一気にベストなものにならないでしょうし、福祉車両をこの車両で飽和しようと考えているわけではありません。いろいろなカタチのクルマを用意して面で受け止めることで、より優しい社会になっていくように仕向けていくのが我々の務めだと思っています」
■販売済みの車両は約10〜15分から約4分へ短縮
この発表会に行く前にトヨタが公開している、JPNタクシーの車いす乗降マニュアルの動画を見たが、車いすを載せることに慣れているタクシードライバーでも10分、慣れていない人で15分もかかるのに驚かされた。

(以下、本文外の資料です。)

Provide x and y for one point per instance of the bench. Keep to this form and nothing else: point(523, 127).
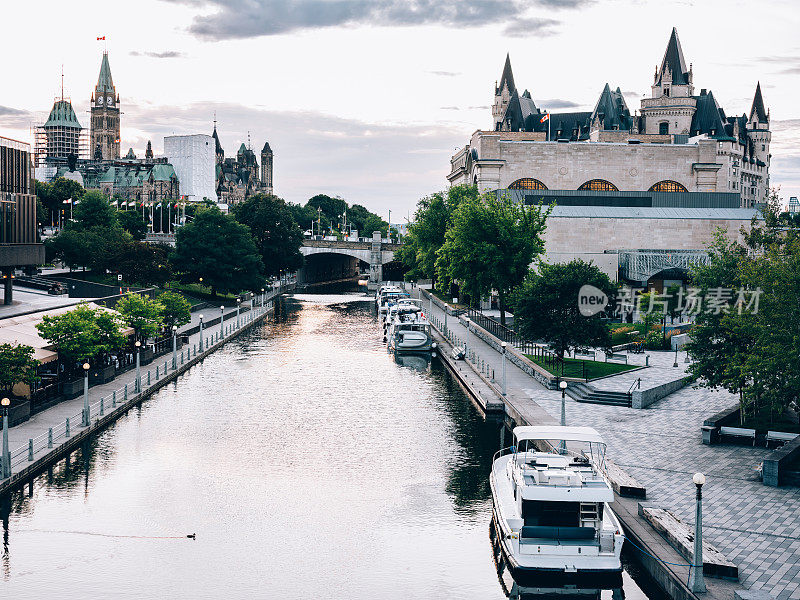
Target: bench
point(780, 436)
point(681, 537)
point(738, 432)
point(617, 357)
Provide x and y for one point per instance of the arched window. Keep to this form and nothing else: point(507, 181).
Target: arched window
point(599, 185)
point(527, 183)
point(667, 186)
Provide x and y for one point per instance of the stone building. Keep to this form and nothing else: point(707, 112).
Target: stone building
point(104, 132)
point(239, 177)
point(679, 141)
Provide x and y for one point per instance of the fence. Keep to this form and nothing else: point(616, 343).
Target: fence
point(154, 373)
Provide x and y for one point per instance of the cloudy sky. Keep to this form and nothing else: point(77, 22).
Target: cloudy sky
point(367, 99)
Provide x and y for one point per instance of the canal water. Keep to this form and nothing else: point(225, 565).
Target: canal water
point(308, 463)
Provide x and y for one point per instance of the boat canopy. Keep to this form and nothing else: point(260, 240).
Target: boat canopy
point(556, 432)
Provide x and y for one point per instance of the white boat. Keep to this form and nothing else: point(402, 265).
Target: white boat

また、この動画を一度見ただけでは覚えきれない、というのが正直な感想。実際、タクシードライバーのなかにはシートの跳ね上げるレバーの位置を忘れる、跳ね上げ方法を覚えていない、スロープの組み立てが複雑でやりにくい、という声が挙がっていたという。
すでに販売されているJPNタクシーについては、今回のスロープの脚を組み立て式からスライド式へ、固定ベルトをつなぐ金属製の部品を脱着が簡単なカラビナに変更。車いす固定ベルトの収納ポケットを配布し、説明書を見なくても作業がわかるラベルの貼り付けなどで対応する。良心的なのは、これらの交換部品は無償配布されること。
こうしたカイゼンにより、作業工程を64工程から38工程程度まで削減し、約4分に短縮した。